Spektakularna epicka kolekcja
Mucha Comics już po raz trzeci atakuje „Spektakularnym Spider-Manem”, czyli serią będącą zazwyczaj w cieniu swej bardziej znanej i popularnej siostry – „The Amazing Spider-Man”. Człowiek-Pająk znowu pakuje się w wielkie tarapaty i choć z góry wiemy, że wyjdzie z nich zwycięsko, to w żaden sposób nie obniża to jakości lektury.
We wrześniu 2021 roku otrzymaliśmy album „The Spectacular Spider-Man” zbierający odcinki 178-200 z drugiej połowy 1991 i całego 1992 roku.

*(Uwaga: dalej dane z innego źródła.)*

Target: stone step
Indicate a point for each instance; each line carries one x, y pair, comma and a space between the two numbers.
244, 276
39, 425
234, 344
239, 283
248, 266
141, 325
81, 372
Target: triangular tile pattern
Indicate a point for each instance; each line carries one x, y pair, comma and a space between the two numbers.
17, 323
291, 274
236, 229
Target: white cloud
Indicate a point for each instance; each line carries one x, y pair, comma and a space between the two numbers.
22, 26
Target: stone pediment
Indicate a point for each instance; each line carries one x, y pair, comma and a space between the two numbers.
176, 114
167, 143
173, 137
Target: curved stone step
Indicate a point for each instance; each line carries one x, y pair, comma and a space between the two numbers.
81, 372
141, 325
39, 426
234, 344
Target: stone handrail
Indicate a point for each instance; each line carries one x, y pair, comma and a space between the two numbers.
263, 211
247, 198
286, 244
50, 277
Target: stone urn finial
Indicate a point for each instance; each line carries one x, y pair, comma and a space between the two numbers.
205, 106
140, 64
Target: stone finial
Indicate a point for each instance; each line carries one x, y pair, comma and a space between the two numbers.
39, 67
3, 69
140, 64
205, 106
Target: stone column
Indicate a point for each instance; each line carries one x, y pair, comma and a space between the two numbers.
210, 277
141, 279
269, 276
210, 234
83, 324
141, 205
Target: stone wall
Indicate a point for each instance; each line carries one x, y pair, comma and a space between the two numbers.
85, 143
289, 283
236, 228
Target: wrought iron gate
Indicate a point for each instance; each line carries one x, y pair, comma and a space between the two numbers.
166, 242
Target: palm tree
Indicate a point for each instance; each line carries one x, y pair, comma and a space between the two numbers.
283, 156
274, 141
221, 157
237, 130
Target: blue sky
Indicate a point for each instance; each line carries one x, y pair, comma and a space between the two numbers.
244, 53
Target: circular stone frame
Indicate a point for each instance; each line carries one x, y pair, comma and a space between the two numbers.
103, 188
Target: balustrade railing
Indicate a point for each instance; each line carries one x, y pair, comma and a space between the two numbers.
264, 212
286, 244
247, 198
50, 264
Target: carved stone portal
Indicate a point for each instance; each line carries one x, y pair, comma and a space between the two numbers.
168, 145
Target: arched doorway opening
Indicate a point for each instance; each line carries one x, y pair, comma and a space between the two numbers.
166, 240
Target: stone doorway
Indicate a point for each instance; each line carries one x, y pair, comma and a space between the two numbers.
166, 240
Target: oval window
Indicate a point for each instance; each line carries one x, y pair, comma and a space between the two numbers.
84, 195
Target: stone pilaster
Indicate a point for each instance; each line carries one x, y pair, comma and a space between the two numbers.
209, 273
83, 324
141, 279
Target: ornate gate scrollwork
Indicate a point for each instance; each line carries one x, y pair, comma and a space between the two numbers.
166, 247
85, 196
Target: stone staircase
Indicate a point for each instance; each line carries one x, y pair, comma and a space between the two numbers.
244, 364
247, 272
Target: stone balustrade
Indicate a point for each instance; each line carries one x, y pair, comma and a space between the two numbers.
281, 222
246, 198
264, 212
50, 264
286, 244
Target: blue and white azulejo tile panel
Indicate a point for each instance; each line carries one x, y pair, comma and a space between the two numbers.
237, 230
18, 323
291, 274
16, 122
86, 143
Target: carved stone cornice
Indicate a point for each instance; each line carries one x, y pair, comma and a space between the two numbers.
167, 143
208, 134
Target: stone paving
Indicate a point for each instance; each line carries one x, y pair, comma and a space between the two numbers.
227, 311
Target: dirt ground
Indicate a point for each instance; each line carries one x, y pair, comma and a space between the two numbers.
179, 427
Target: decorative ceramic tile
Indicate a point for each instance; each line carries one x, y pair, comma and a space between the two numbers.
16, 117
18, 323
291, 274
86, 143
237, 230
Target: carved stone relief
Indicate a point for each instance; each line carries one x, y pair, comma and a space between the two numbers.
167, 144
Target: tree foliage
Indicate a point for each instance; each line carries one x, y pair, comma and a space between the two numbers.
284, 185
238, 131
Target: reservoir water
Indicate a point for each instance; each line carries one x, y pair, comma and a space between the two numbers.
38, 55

Komiks ten był długo zapowiadany i naprawdę wyczekiwany – wszak to tu doszło do słynnej i niby ostatecznej walki Spider-Mana z Zielonym Goblinem w wersji Harry’ego Osborna. W lipcu 2023 roku Mucha wydała „The Spectacular Spider-Man. Śmierć Jean DeWolff” – brutalną i dramatyczną historię starcia ze Zjadaczem Grzechów. Tu z kolei mieliśmy odcinki z lat 1985 i końcówki 1987 – czyli cofnęliśmy się w czasie. Religijny fundamentalista nazywający się Sin Eaterem, postanowił pomóc niewydolnemu amerykańskiemu wymiarowi sprawiedliwości w walce z nietykalnymi przestępcami. Inspiracja „Daredevilem” Franka Millera, tematy społeczno-obyczajowe i realistyczny, „uliczny” sposób narracji – taka była „Śmierć Jean DeWolff”. Taki też jest omawiany dziś „Tombstone”.